Marto Pariente : Breaking Bad à Guadalajara

Entre humour grinçant et violence crue, la Sagesse de l’Idiot, premier roman de l’espagnol Marto Pariente, est une virée déjantée au coeur d’un bled espagnol grangrené par le crime. Porté par un flic solitaire, dépassé et hématophobe, Mario Pariente nous offre un roman très noir où l’humour mordant rencontre une brutalité imbécile. Du sang des larmes et une ironie désespérée.

Les romans noirs qui font preuve d’un réel humour me semblent rares. Ceux qui vous attrapent par leur style, et cela dès les premières pages, sans un artifice quelconque, tout autant. Cette double ambition, La sagesse de l’idiot, premier roman de l’écrivain espagnol Marto Pariente, la porte à cent à l’heure le long de quatre-vingt-dix chapitres à l’intrigue minimaliste et à l’atmosphère tendue et violente.

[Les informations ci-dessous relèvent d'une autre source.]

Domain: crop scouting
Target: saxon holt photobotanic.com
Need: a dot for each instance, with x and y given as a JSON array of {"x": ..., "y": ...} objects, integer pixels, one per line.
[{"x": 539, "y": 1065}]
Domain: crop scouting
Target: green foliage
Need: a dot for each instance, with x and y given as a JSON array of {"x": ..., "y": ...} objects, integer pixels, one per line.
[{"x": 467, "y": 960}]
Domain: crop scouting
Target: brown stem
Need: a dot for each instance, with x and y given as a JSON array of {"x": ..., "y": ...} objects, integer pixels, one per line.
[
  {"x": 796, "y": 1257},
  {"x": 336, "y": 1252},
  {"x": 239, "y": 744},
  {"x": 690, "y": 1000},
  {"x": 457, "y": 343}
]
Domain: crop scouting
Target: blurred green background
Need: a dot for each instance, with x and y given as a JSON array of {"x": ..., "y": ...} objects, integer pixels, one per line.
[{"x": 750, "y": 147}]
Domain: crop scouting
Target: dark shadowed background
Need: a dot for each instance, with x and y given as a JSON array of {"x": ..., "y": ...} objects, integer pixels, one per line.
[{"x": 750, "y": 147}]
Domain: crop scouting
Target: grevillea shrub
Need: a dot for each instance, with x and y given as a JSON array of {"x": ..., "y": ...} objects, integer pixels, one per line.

Ascuas poussait entre des montagnes pelées et arides, sur la route des lacs de barrage. Une entaille, rien de plus. A peine une douzaine de rues tordues qui partaient de la place du village pour les petites veines éclatées sur le village des alcooliques.

Toni Trinidad : entre bouffonnerie et désespoir

Toni Trinidad est l’unique policier municipal d’un village perdu de la campagne de Guadalajara. Homme solitaire, il passe pour un simplet, ne fait pas grand-chose et s’en porte bien. Ceci d’autant plus qu’il s’évanouit à la vue du sang. Antithèse du flic urbain typique sa vie bascule dans un chaos inattendu lorsque son ami Triste est retrouvé pendu et que sa sœur Vega se retrouve embourbée dans des affaires de drogues nébuleuses. Aux prises avec une bande de psychopathes qu’on dirait sortie d’un épisode de Fargo (dont l’humour étrange et sombre a dû avoir d’influence sur ce récit), il ne pourra compter que sur son abnégation et sa propre violence pour s’en sortir. Qu’il devra aller chercher au fond de lui-même, tant il part de loin.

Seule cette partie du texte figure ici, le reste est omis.